Small-screen sound-off: “Girlboss”
There isn’t anything I love more than a show with a kickass, strong, female lead. Finding one is rare and and so, when I stumbled upon “Girlboss,” released on Netflix the weekend of April 21, I watched the entire season in two days.
The show takes place in the early 2000s, loosely retelling the story of former Nasty Gal CEO, Sophia Amoruso and her rise from a down-and-out woman in her 20s who was desperately avoiding adulthood, to a powerful business owner. Amoruso is one of the show’s producers.
The show begins depicting Sophia, played by Britt Robertson, as a headstrong, occasionally selfish and irresponsible 23-year-old struggling to pay rent. She seems to have no filter and acts as she pleases, which results in her getting fired from her job at a shoe store. She storms out of the shop in a fit of rage, racing into a vintage shop and spontaneously purchasing a colorful leather jacket. While scrolling through pages of unappealing posts on Ebay, Sophia determines she can do it better. After posting a picture of herself wearing the jacket, she realizes she can become her own boss and starts her own Ebay shop, Nasty Gal Vintage.
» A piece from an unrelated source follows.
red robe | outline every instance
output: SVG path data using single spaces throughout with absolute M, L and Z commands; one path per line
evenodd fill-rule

One review of the show describes Sophia’s character as someone only a narcissistic millennial could identify with. I would argue, however, that while Sophia is definitely stubborn and looks out for herself, she is tenacious and resourceful. The traits that Sophia possesses are not often found in a female lead and therefore, I appreciated the character that much more.
Though there is a love interest for Sophia in the show, her relationship clearly takes a backseat to her business venture. Her boyfriend, as she eventually concedes to call him, Shane, sometimes feels neglected by her focus on the business and wary of her impulsive decision-making. Sophia oftens makes snap judgments and decisions without discussing them with others. Once she has made up her mind, there seems to be no way of changing it.
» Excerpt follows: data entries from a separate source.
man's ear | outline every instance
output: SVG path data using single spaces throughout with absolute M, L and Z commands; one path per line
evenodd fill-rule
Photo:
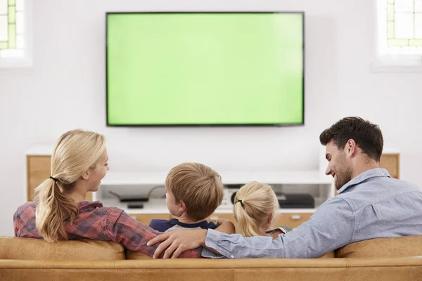
M 177 203 L 178 210 L 181 213 L 184 213 L 186 211 L 186 204 L 182 200 L 180 200 Z
M 87 180 L 88 178 L 89 178 L 89 171 L 84 171 L 82 174 L 82 178 L 84 180 Z
M 345 152 L 350 157 L 356 156 L 356 154 L 358 152 L 358 146 L 354 140 L 350 138 L 347 140 L 346 145 L 345 146 Z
The show also follows Sophia’s relationship with her father. With her mother’s absence, Sophia clearly desires her father’s approval and wants him to be proud of the fact that she started a business from nothing. Knowing her past history with unemployment and impulsivity however, her father is wary to give his stamp of approval and by the end of the show, there is no real resolution between them despite Nasty Gal’s success. Though this seems like a part of the story line left unfinished, the situation seems more realistic this way. In the end, Sophia is able to make Nasty Gal a success without her father’s help or approval, which only further confirms her sense of individuality.
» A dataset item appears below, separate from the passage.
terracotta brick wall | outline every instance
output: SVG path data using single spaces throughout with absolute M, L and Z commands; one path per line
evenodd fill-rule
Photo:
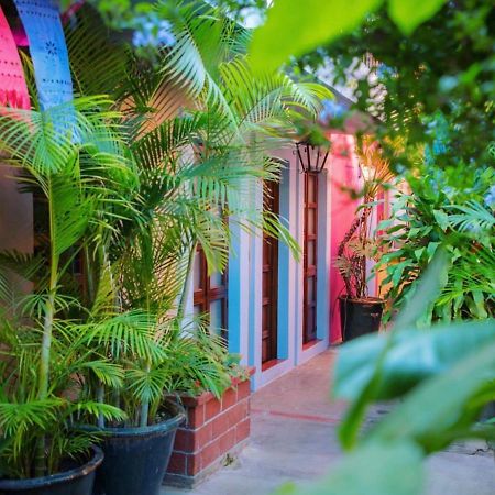
M 220 468 L 250 436 L 250 382 L 233 382 L 221 399 L 183 397 L 187 424 L 178 429 L 165 483 L 193 486 Z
Throughout the show, Sophia runs into conflicts with almost all of the other characters, including her best friend who appears in all of the episodes, Annie. Her stubborn attitude and belief that she can do everything on her own often causes her to end up eating bow tie pasta alone in her apartment. Annie consistently supports Sophia, even in the face of her occasionally intense outbursts of anger. The show focuses not only on the rise of Nasty Gal, but Sophia’s journey in learning how to admit when she needs help.
The show runs for 13 episodes and is completely worth watching in my opinion. There is absolutely nothing better than mixing a strong female lead, incredible fashion and the ability to stream it all on Netflix.